L'arrivée en fanfare de Léna

Publié par Coralina

On en lit, des choses, sur l'accouchement...

perte du bouchon muqueux, ventre qui descend, frénésie du ménage, contractions régulières mais espacées qui se rapprochent au fil des heures, long travail, etc...

Vous allez constater par vous-mêmes que la naissance de mon petit miracle Léna a déjoué toutes ces statistiques. Je précise que je prenais quotidiennement de la tisane de feuilles de framboisier depuis les 37 sa et je pense sincèrement qu'elle a joué un rôle majeur dans le récit qui va suivre.

Nous sommes le 29 décembre, journée qui commence comme toutes les autres, je n'ai toujours pas dit coucou à mon bouchon muqueux, mon ventre semble bien haut et le monitoring de contrôle de la veille n'a rien révélé de spécial, une activité contractile banale à 39 sa passés. Je me vois déjà aller à terme.
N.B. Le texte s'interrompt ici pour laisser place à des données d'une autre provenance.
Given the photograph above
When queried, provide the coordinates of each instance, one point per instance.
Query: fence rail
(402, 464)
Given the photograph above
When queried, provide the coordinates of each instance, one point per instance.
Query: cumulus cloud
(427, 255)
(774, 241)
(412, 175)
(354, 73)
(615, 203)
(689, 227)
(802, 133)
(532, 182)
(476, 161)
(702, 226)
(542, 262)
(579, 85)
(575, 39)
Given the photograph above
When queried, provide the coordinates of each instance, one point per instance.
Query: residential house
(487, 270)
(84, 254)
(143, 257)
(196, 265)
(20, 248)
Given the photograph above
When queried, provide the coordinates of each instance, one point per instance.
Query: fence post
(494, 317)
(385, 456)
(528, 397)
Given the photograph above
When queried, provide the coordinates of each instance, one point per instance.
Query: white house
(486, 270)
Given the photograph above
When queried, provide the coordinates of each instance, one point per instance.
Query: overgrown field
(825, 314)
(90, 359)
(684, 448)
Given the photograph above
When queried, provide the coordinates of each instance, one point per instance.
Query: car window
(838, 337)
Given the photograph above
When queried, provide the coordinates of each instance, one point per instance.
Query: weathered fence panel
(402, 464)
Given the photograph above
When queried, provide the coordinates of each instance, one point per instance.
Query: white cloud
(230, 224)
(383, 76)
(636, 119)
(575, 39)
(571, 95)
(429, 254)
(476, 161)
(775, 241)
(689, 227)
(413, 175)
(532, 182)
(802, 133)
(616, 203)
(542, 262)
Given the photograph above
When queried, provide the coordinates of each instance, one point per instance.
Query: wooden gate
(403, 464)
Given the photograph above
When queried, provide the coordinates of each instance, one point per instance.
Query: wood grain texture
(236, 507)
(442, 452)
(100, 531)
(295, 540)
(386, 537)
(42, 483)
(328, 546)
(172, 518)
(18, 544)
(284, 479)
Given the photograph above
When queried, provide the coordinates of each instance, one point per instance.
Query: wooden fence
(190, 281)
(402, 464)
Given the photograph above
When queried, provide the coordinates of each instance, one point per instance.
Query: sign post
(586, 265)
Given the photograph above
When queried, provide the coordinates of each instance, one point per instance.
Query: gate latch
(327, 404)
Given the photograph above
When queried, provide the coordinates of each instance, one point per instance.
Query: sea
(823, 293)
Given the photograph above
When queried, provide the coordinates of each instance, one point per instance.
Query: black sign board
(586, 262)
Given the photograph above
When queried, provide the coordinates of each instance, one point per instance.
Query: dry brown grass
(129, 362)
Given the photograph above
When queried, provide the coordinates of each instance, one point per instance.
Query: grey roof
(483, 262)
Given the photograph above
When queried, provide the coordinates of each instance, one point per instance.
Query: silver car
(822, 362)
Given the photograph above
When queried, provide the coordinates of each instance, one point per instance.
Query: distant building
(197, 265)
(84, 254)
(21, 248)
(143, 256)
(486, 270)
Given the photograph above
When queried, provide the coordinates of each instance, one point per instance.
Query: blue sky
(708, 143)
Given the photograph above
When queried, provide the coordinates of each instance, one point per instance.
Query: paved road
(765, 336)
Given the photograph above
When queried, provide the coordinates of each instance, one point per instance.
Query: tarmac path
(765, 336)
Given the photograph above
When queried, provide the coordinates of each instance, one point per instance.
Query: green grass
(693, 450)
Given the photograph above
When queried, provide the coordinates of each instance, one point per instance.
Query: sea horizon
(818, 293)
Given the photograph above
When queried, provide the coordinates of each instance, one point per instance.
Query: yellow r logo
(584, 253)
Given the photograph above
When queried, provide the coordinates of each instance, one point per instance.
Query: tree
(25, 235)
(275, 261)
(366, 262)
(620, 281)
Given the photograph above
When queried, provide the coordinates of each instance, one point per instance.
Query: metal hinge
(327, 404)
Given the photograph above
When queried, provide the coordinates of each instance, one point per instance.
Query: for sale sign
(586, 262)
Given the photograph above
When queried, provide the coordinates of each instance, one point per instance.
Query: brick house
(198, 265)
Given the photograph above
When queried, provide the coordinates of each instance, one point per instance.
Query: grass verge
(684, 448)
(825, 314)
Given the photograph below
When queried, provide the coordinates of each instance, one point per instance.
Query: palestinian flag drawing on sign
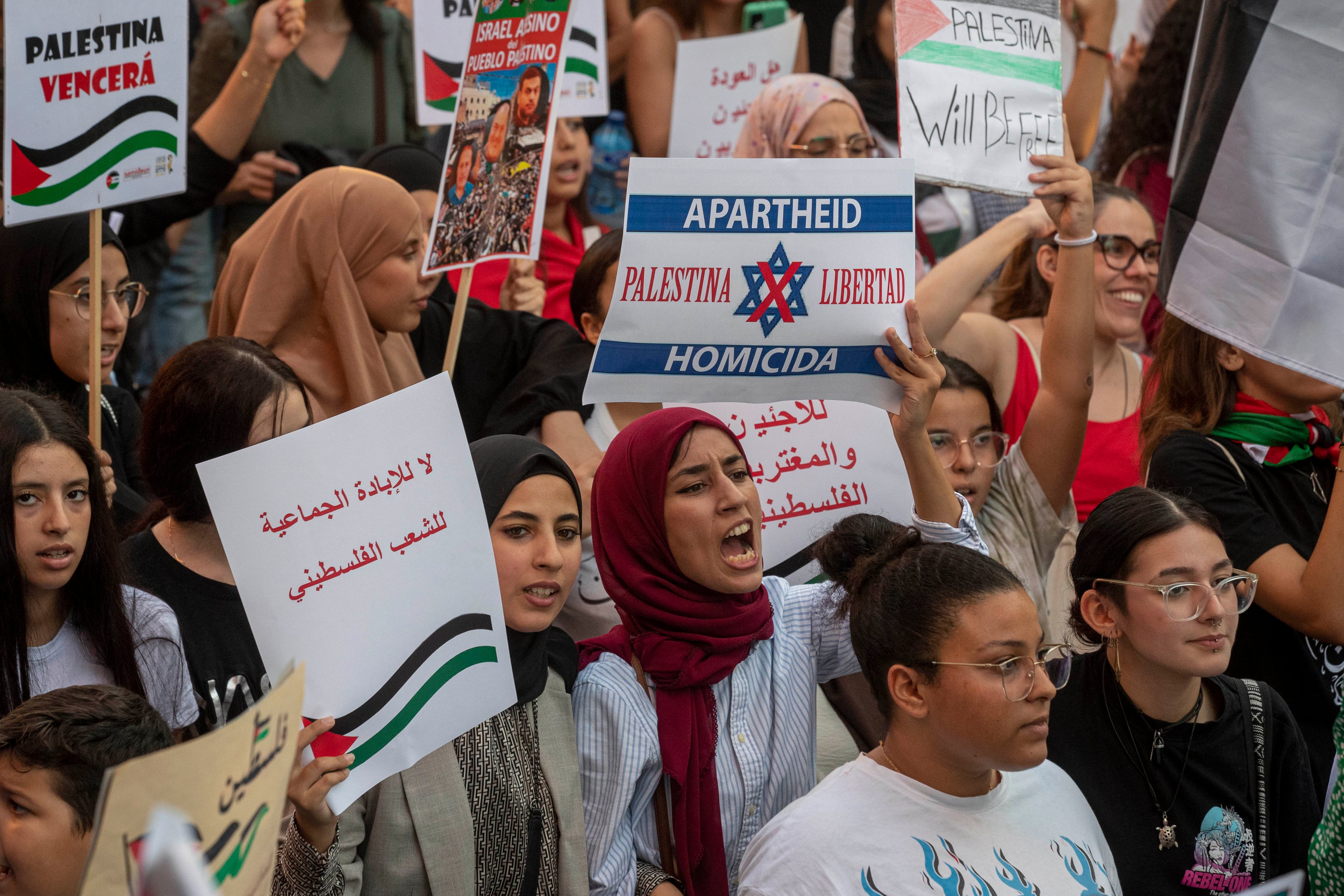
(1252, 244)
(443, 78)
(339, 741)
(42, 177)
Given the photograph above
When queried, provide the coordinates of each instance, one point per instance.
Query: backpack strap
(1254, 723)
(660, 796)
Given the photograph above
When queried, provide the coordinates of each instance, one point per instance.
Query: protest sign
(717, 80)
(816, 462)
(95, 105)
(404, 641)
(585, 81)
(496, 171)
(759, 281)
(230, 784)
(979, 90)
(443, 35)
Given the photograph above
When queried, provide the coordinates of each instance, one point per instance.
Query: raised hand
(1065, 191)
(310, 785)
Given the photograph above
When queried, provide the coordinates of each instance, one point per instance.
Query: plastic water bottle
(612, 145)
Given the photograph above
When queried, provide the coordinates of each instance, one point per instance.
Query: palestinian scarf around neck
(686, 636)
(502, 462)
(1276, 438)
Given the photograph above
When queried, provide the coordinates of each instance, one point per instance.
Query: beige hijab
(290, 284)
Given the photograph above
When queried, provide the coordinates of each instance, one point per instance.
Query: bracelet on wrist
(1074, 244)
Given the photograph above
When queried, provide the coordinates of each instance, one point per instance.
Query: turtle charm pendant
(1167, 836)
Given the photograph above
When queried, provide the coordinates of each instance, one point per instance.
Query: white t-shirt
(71, 660)
(870, 832)
(589, 612)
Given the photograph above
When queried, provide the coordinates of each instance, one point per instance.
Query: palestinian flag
(441, 83)
(46, 177)
(1252, 241)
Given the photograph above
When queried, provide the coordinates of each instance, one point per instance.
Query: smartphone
(764, 14)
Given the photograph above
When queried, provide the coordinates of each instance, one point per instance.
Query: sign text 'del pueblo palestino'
(230, 784)
(361, 547)
(979, 90)
(759, 281)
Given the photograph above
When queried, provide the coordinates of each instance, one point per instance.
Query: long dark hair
(874, 83)
(902, 594)
(1113, 532)
(93, 594)
(1148, 116)
(1021, 289)
(363, 19)
(202, 406)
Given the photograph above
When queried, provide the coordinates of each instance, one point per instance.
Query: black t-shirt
(1214, 812)
(1271, 507)
(226, 669)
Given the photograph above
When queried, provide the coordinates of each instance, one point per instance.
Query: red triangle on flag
(917, 21)
(26, 175)
(439, 84)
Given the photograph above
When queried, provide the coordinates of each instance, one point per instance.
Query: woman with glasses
(806, 117)
(711, 678)
(45, 315)
(1021, 495)
(959, 797)
(1199, 780)
(1252, 443)
(1010, 348)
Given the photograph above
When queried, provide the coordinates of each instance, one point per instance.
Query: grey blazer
(412, 835)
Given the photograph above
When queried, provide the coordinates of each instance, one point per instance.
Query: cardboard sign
(979, 90)
(230, 784)
(95, 105)
(584, 89)
(759, 280)
(404, 641)
(495, 177)
(717, 80)
(816, 462)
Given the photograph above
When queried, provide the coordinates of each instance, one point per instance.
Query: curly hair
(1148, 115)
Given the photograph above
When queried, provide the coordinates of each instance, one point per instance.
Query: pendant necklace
(1167, 832)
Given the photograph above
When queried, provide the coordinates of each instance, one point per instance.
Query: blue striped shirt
(767, 714)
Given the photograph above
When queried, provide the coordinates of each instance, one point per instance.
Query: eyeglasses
(1184, 601)
(857, 147)
(987, 448)
(1019, 674)
(130, 297)
(1120, 252)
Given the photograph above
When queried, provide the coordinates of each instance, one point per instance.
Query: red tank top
(1109, 461)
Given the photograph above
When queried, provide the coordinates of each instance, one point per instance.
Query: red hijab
(686, 636)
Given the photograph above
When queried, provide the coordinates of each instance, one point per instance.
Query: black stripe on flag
(1229, 35)
(584, 37)
(138, 107)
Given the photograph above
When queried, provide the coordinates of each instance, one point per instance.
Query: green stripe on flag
(464, 660)
(992, 62)
(583, 66)
(58, 191)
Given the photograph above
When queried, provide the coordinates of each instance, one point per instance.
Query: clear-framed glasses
(988, 449)
(130, 297)
(858, 147)
(1184, 601)
(1021, 672)
(1120, 252)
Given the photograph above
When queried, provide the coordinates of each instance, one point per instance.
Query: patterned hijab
(783, 111)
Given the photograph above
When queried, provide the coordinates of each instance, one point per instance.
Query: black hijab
(410, 166)
(502, 462)
(33, 260)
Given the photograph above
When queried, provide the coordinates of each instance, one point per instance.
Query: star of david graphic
(775, 276)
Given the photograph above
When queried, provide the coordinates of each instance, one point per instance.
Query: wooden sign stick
(455, 332)
(96, 327)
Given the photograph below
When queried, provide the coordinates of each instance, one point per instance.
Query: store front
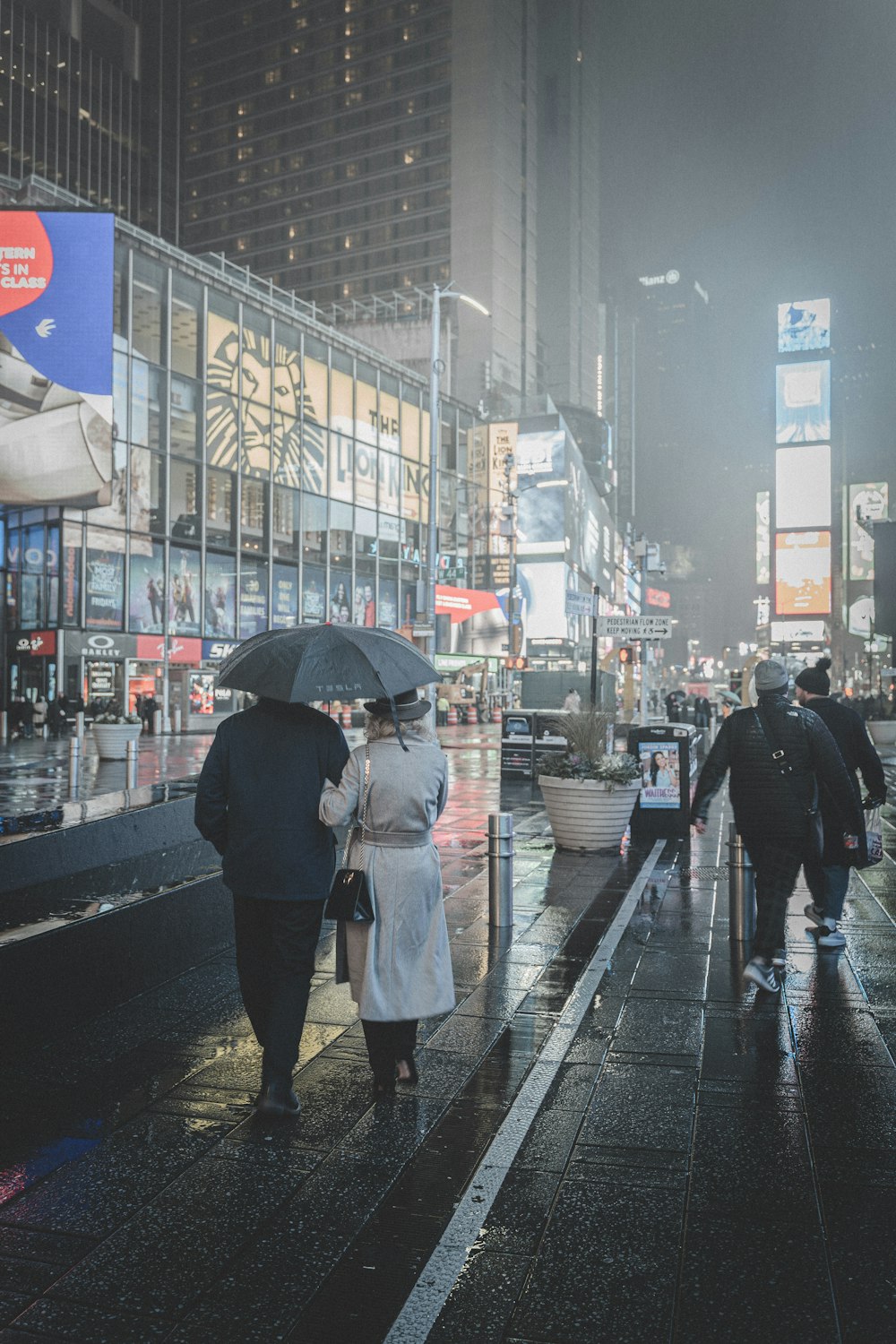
(31, 656)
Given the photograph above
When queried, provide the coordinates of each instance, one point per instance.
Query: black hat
(815, 680)
(408, 706)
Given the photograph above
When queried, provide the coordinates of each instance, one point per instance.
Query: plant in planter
(589, 792)
(113, 731)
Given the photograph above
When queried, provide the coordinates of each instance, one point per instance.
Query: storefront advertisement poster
(253, 599)
(104, 588)
(147, 586)
(285, 613)
(220, 596)
(183, 596)
(659, 774)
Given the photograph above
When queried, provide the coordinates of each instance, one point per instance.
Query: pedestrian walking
(257, 801)
(26, 718)
(778, 757)
(828, 875)
(398, 967)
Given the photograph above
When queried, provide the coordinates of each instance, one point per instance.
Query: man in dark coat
(828, 876)
(772, 800)
(258, 803)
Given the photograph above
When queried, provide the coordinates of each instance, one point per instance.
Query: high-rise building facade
(355, 151)
(90, 101)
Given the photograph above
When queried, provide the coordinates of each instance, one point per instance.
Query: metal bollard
(742, 890)
(500, 868)
(74, 766)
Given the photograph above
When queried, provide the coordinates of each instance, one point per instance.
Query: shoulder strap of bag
(351, 831)
(785, 768)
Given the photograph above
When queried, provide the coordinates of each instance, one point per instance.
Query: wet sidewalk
(607, 1148)
(34, 771)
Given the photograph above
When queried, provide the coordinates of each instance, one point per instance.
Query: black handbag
(349, 897)
(815, 831)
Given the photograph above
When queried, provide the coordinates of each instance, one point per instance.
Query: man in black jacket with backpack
(258, 801)
(777, 755)
(828, 874)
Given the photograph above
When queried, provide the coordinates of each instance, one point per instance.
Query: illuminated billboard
(56, 358)
(805, 324)
(763, 537)
(802, 402)
(802, 487)
(802, 574)
(869, 503)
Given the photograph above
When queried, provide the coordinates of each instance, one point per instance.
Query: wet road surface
(707, 1164)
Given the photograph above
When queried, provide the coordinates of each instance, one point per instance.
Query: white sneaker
(762, 973)
(831, 935)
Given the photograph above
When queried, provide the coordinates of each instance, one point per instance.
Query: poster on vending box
(659, 774)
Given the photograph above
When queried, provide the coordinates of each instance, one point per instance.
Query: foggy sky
(753, 147)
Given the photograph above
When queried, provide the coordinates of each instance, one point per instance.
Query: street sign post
(634, 626)
(581, 604)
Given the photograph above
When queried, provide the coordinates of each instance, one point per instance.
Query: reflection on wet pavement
(708, 1163)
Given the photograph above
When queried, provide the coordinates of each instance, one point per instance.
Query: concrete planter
(883, 731)
(112, 739)
(587, 814)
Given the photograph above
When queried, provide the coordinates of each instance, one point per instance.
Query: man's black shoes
(277, 1099)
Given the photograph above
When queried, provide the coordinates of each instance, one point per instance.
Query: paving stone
(482, 1301)
(606, 1269)
(643, 1107)
(104, 1188)
(56, 1319)
(740, 1282)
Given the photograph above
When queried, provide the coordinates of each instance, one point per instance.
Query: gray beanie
(771, 675)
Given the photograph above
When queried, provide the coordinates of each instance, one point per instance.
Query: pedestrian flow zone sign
(635, 626)
(581, 604)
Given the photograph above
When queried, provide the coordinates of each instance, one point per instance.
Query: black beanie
(815, 680)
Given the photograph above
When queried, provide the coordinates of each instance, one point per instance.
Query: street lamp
(435, 373)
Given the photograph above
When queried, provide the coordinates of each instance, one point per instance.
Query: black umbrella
(325, 663)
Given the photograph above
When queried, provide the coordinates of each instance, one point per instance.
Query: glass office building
(266, 470)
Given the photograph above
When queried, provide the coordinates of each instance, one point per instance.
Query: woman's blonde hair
(375, 728)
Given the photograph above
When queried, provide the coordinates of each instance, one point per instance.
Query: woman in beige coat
(400, 967)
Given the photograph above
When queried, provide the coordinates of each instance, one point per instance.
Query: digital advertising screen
(804, 324)
(802, 487)
(802, 402)
(802, 574)
(763, 537)
(659, 774)
(868, 502)
(56, 357)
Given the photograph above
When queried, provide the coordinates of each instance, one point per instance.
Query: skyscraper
(357, 151)
(90, 101)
Je fais donc ma petite vie quand, à 15h, je sens une petite contraction. Rien de bien méchant, je n'y prête même pas attention. J'en ai depuis des semaines des comme ça, elles sont irrégulières, vont et viennent, on cohabite elles et moi. Sept minutes plus tard, ça recommence. Puis encore 6-7 minutes après. Je ne m'affole aucunement,  ce sont tous les signes d'un faux travail: c'est trop rapproché et peu douloureux pour un tel laps de temps. Je fais tranquillement du ballon, il atténue souvent bien ce type de douleur. Seulement là, ça ne passe pas. Toujours pas affolée pour un sou, je prends deux spasfons et attends que le faux travail se stoppe. Aucun changement, je constate même que j'ai un peu plus mal. Je demande donc à mon cheri de me faire couler un bain. Je m'y plonge, il m'amène de quoi vérifier l'espacement des contractions. Moi, je suis toujours convaincue que c'est un faux travail. Je patauge un petit moment, les contractions sont maintenant aux 4-5 minutes, à peine 2h après la toute première et en soufflant tranquillement, la douleur se gère. Je décide de sortir du bain, c'est là que tout bascule et que je suis obligée de constater que ce n'était en rien un faux travail.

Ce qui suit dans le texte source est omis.